Data Visualization Project for the Udacity Data Analytics Nanodegree
The data consists of information regarding 113,937 prosper laons, including prosper information, loan details, and other loan features. The dataset can be found in this amazon data store(https://s3.amazonaws.com/udacity-hosted-downloads/ud651/prosperLoanData.csv), with feature documentation available at(https://docs.google.com/spreadsheets/d/1gDyi_L4UvIrLTEC6Wri5nbaMmkGmLQBk-Yx3z0XDEtI/edit#gid=0).
In the exploration, I found that there was a strong relationship between the loan amount and the amount of investors who funded them, with modifying effects from the loan term, yearly Quarter and the year the loan was taken out. The relationship between loan amounts and investors is partially linear, as the loan amount increases the number of investors funding them decreases. When the loan amount is put on a logarithmic scale and the investors also put on a logarithmic scale, the loan amount is multimodal with no skew while the investors is right skewed with a unimodal distribution. The loan term and the yearly quarter are distributed unevenly with the Q1 and Q4 being the higher distributions while loan term is highest 36 month term and then drops for 60 and 12. According to the heatmap for Multivariate Exploration, through the years the number of investors who funded drastically spread out into funding higher loan amounts which meant more cases of more than 200 investors funding high loan amounts
Outside of the main variables of interest, I verified the relationship between loan term weight and yearly quarters.
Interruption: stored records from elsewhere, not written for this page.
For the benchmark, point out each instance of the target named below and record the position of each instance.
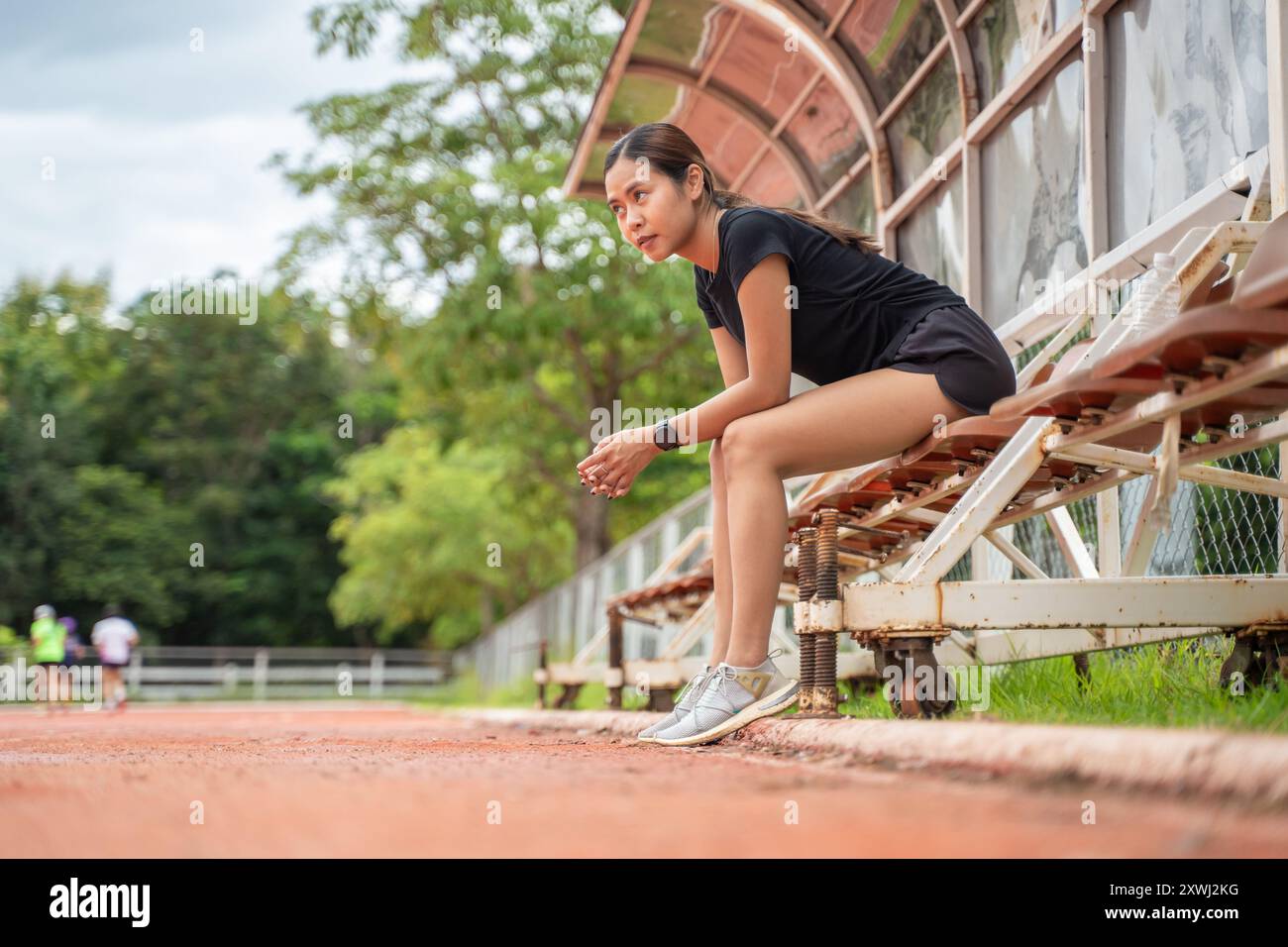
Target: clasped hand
(612, 467)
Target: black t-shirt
(853, 309)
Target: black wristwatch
(665, 436)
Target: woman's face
(652, 213)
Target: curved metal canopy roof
(789, 99)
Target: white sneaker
(732, 698)
(687, 702)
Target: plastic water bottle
(1158, 296)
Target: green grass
(1171, 684)
(1151, 685)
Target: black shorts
(965, 356)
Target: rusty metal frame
(803, 172)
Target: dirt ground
(368, 781)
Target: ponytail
(670, 150)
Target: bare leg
(721, 566)
(844, 424)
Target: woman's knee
(716, 460)
(741, 442)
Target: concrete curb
(1206, 762)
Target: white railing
(196, 673)
(572, 613)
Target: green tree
(449, 187)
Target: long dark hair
(669, 150)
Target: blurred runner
(48, 639)
(114, 637)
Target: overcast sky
(158, 151)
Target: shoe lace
(696, 682)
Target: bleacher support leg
(806, 565)
(824, 694)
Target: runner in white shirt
(114, 637)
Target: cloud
(158, 153)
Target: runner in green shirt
(48, 647)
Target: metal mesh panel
(1212, 531)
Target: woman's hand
(612, 467)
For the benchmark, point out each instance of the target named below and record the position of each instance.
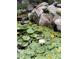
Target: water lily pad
(30, 31)
(26, 38)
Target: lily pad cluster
(29, 37)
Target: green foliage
(31, 34)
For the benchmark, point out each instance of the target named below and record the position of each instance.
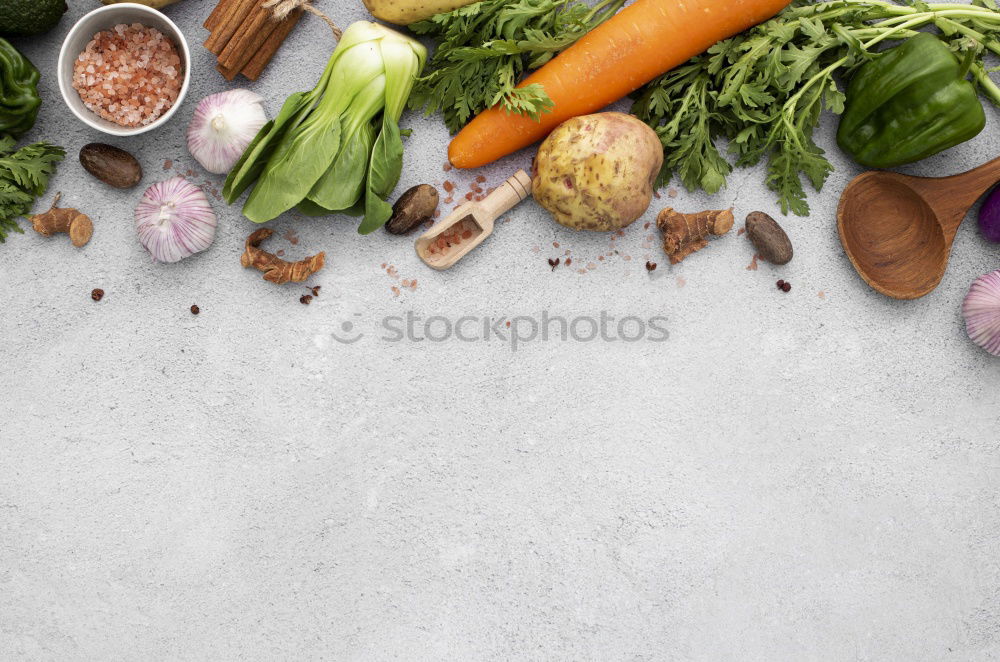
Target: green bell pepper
(912, 101)
(19, 100)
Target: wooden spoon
(451, 238)
(898, 230)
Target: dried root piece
(78, 226)
(275, 269)
(684, 234)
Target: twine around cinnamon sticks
(245, 34)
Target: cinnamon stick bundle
(245, 36)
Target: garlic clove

For the dataset given, there was an interesting interaction in loan terms where 36 month was the highest option but the relationship put against the loan amounts brings up a higher distribution for 60 months loan term.
For the presentation, I focus on the relationship between the investors, loan amount and the fiscal year and leave out most of the intermediate derivations. I start by introducing the loan amounts variable, followed by the investors distribution, then plot the heatmaps.